If a picture is worth a thousand words, then a collage of pictures should be an indication of speechlessness. My most recent inspiration for bedroom décor is a panel of organized photos. This easy to do idea allows me to personalize my bedroom with meaningful prints. It can be accomplished by keeping three basic design principles in mind – repetition, balance, and spacing.
To get an idea of repetition, I spend a few minutes studying Andy Wahol’s 1962 Campbell’s Soup Can exhibit. Repetition means using the same size and colored frame and repeating it across an entire wall. Frames will need to be more uniform especially when various types of items are being showcased (i.e. photos AND mixed art). Even if the photos are not of the same subject or color, the mass production of the same frame will create an artistically clean and synthesized look.
Balance is another key to creating a successfully designed photo wall display. Hanging pictures in a uniform straight row or grid is the easiest way to create balance. Fold your wall in half and the frames would overlap and line up. However, frames can also be interspersed in different patterns and still have balance. It’s hard to describe balance, because part of its innate definition is subjective to what looks pleasing to the eye. Sometimes the best way to envision balance is to just grab the frames and play with the pieces. Move frames around, try different arrangements, and even go as far as taking a picture of each design. The camera does add 10 pounds, and in the end, will help determine which background is the most photogenic winner.
The last element to keep in mind is spacing. Spacing is a step sister to balance – the amount of space between each frame must be the same. Leaving approximately 1 -3 inches between each picture will give the photo collage the optimum balance.

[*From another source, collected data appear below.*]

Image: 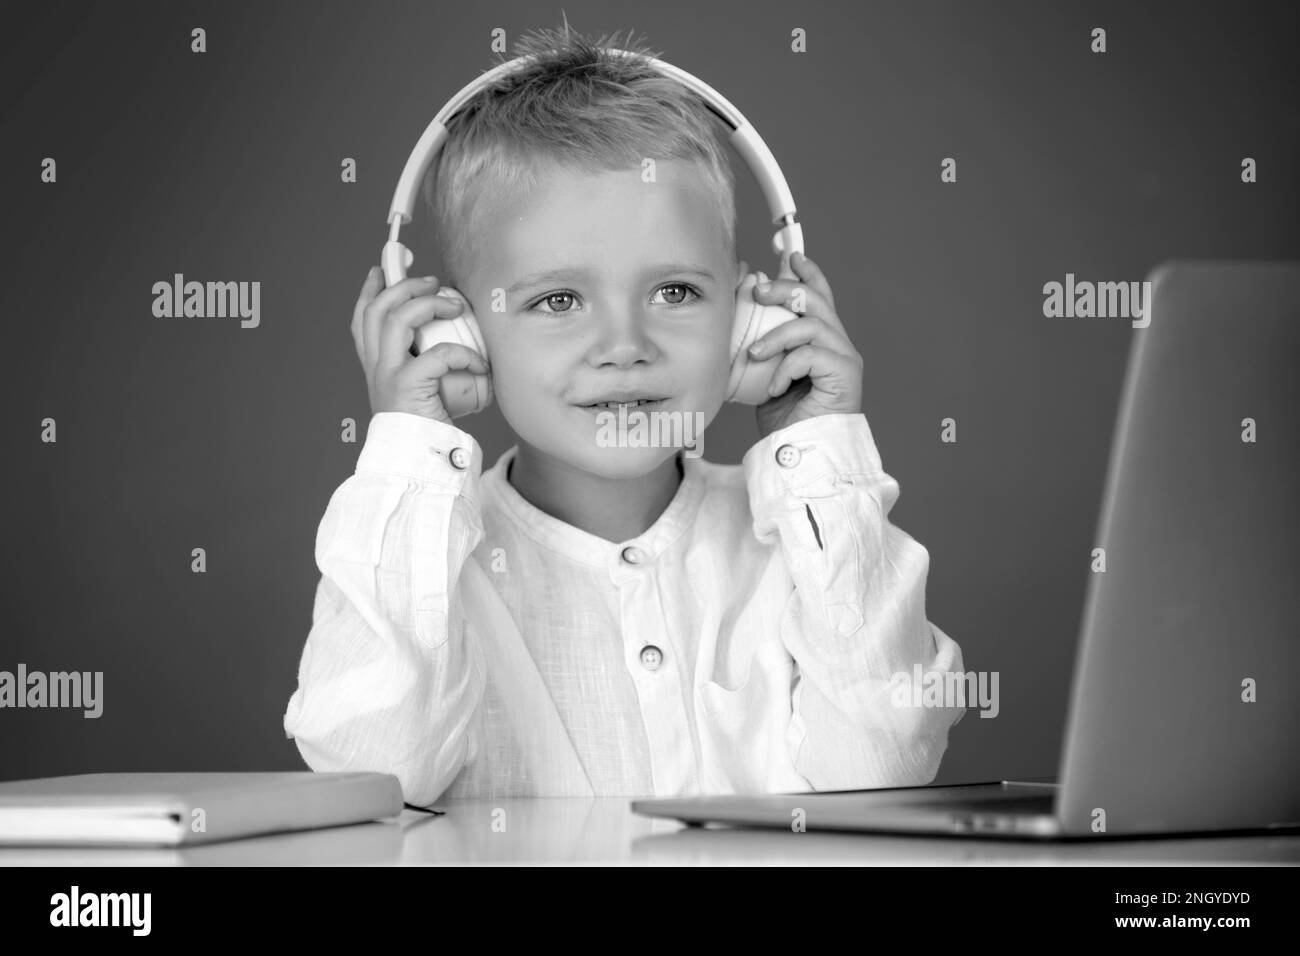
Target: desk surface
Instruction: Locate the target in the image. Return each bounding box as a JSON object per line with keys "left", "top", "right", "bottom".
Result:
{"left": 3, "top": 798, "right": 1299, "bottom": 865}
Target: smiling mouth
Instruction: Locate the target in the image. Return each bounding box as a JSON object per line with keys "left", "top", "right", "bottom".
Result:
{"left": 579, "top": 398, "right": 667, "bottom": 410}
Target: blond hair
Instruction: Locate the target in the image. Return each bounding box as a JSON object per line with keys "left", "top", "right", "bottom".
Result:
{"left": 423, "top": 22, "right": 737, "bottom": 288}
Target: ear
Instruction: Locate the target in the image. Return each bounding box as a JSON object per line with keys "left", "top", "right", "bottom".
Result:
{"left": 734, "top": 259, "right": 749, "bottom": 291}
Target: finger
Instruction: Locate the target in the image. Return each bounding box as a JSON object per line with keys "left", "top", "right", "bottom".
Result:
{"left": 759, "top": 264, "right": 847, "bottom": 338}
{"left": 766, "top": 344, "right": 859, "bottom": 401}
{"left": 403, "top": 341, "right": 490, "bottom": 386}
{"left": 351, "top": 266, "right": 384, "bottom": 364}
{"left": 376, "top": 292, "right": 467, "bottom": 371}
{"left": 790, "top": 251, "right": 836, "bottom": 311}
{"left": 362, "top": 274, "right": 442, "bottom": 368}
{"left": 752, "top": 278, "right": 843, "bottom": 334}
{"left": 747, "top": 314, "right": 857, "bottom": 364}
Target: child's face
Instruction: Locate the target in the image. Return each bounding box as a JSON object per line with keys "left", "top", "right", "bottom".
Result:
{"left": 462, "top": 161, "right": 737, "bottom": 479}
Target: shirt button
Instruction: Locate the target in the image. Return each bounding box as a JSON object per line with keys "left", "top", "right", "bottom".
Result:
{"left": 639, "top": 645, "right": 664, "bottom": 671}
{"left": 620, "top": 546, "right": 642, "bottom": 565}
{"left": 449, "top": 447, "right": 470, "bottom": 470}
{"left": 775, "top": 444, "right": 802, "bottom": 468}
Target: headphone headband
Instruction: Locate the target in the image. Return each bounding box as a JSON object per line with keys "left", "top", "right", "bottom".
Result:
{"left": 385, "top": 48, "right": 803, "bottom": 261}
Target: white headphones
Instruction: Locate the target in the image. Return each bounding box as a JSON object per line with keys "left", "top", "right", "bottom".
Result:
{"left": 382, "top": 49, "right": 806, "bottom": 419}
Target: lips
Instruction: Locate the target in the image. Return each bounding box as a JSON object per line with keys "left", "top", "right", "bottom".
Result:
{"left": 582, "top": 398, "right": 665, "bottom": 410}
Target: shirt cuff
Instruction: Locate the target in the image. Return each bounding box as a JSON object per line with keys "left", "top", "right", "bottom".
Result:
{"left": 743, "top": 412, "right": 885, "bottom": 508}
{"left": 356, "top": 412, "right": 485, "bottom": 500}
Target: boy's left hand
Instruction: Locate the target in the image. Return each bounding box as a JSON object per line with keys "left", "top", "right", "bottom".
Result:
{"left": 748, "top": 251, "right": 863, "bottom": 438}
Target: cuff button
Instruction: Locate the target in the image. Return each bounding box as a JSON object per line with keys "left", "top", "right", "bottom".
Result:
{"left": 775, "top": 444, "right": 801, "bottom": 468}
{"left": 639, "top": 645, "right": 664, "bottom": 671}
{"left": 449, "top": 447, "right": 470, "bottom": 470}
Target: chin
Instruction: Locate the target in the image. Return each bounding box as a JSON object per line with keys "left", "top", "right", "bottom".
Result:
{"left": 563, "top": 442, "right": 678, "bottom": 480}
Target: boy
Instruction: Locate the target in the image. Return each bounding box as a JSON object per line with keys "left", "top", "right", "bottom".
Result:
{"left": 283, "top": 26, "right": 965, "bottom": 805}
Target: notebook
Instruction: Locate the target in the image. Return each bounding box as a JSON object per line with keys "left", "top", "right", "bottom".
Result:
{"left": 0, "top": 772, "right": 404, "bottom": 847}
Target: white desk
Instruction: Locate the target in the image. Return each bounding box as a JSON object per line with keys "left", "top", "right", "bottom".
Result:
{"left": 3, "top": 798, "right": 1299, "bottom": 865}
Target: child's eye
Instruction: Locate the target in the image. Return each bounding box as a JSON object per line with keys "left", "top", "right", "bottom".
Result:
{"left": 526, "top": 283, "right": 701, "bottom": 315}
{"left": 529, "top": 291, "right": 579, "bottom": 315}
{"left": 652, "top": 283, "right": 702, "bottom": 307}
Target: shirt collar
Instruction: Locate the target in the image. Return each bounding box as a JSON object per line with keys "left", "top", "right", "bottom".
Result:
{"left": 481, "top": 445, "right": 707, "bottom": 571}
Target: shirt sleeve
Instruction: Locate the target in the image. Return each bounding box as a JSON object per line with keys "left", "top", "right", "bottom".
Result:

My biggest dilemma in setting up a collage is determining what pictures to use. I’ve always believed in hanging pictures with meaning and pictures that strike a happy emotion when I look at it. It takes me time to put together such a collection. In those situations, empty picture frames with interesting woodwork can act as an appropriate substitute. T o ensure a well-collected look, I shop garage sales and thrift stores to gather an assortment of picture frames varying in sizes, shapes and textures. After removing all the gizzards, I set up the collage using the same three design principals.